Food is completely compostable, yet we throw it out all the time. That's a damned shame because once it goes into landfill, it mixes with the other crap in there and turns into a toxic stew of cheese-topped keyboards and plastic bags filled with rotting meat.
This is a huge problem. Food, along with paper, makes up about half of all landfill--New Yorkers alone throw out about two pounds of food per person per day, once you factor in all the restaurants--and food is the #1 least recycled material according to the EPA.
To do my part for the environment, last year I began looking into composting, which can be tough whether you live in the city or country; it requires a vermin-resistant facility of a certain temperature consistency, not to mention the discipline to regularly agitate the mix and/or maintain a worm population, if you go that route.
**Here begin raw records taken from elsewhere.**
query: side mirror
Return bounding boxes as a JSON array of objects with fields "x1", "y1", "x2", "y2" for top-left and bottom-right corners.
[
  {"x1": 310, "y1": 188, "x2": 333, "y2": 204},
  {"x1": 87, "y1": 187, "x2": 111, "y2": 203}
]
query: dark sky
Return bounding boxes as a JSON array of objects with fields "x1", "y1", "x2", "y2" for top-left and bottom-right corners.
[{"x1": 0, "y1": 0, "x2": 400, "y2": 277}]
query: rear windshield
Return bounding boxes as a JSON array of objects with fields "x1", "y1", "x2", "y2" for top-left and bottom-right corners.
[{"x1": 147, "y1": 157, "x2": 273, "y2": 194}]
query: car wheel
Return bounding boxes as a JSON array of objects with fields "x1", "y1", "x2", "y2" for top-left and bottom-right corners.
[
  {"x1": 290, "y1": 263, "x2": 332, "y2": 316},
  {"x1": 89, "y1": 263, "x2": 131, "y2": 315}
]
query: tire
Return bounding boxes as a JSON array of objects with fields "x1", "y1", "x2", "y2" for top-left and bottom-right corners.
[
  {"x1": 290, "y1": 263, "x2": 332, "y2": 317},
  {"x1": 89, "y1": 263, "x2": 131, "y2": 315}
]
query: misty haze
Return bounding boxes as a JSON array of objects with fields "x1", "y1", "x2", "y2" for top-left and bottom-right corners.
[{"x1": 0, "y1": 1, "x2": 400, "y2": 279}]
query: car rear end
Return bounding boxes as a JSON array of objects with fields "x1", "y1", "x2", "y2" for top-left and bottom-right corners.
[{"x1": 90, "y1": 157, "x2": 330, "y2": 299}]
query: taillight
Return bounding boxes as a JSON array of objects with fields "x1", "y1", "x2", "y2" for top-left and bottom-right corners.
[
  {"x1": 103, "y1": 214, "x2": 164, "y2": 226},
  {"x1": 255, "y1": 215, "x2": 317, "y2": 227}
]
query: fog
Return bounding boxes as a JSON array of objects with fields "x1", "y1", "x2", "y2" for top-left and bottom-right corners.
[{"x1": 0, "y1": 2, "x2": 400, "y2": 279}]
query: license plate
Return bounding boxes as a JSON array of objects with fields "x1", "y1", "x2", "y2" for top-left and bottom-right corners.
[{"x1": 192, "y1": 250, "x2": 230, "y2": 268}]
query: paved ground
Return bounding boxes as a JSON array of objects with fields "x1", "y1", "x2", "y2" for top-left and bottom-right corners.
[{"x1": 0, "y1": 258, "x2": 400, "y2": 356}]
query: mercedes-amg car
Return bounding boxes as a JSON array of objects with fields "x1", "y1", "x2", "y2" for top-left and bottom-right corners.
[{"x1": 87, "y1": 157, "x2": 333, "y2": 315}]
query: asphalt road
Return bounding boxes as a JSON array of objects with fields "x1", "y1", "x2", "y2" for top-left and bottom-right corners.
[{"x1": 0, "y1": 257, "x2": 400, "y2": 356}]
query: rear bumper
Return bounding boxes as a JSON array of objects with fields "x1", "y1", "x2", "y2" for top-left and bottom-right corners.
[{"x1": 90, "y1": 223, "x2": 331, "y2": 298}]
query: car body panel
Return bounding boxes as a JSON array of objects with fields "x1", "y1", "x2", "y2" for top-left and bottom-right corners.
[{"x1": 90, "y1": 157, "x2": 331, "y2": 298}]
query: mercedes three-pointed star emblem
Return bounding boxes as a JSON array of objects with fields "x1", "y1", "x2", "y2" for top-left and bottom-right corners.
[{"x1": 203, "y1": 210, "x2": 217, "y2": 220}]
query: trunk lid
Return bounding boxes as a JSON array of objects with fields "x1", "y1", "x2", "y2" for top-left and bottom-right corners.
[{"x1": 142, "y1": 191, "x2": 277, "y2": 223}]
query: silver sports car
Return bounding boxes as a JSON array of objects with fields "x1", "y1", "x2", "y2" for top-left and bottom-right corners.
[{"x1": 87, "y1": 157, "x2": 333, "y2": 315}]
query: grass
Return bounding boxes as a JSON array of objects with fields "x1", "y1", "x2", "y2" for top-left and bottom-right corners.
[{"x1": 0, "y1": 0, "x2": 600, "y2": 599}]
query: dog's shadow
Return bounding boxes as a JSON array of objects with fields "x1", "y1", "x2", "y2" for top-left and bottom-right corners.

In short, composting is not an easy option for the time-pressed.
So I was very excited to review NatureMill's Automatic Compost Bin, which promises to turn food into dirt with very little hassle--indoors and in a space-considerate way, which is important to us urban dwellers with tight apartments. In the first few weeks I was surprised at how easy the process was; I then decided to do a long-term review, covering six months of usage, to see if it continued to be easy or if unanticipated problems would crop up.
Form Factor
The machine is roughly the size of an Apple G5 or similar desktop PC tower. It's meant to go in an under-counter cabinet in your kitchen, though the aesthetics are unobstrusive enough that it could go on a countertop or on the floor next to the 'fridge without drawing an interior designer's ire, aside from its mass.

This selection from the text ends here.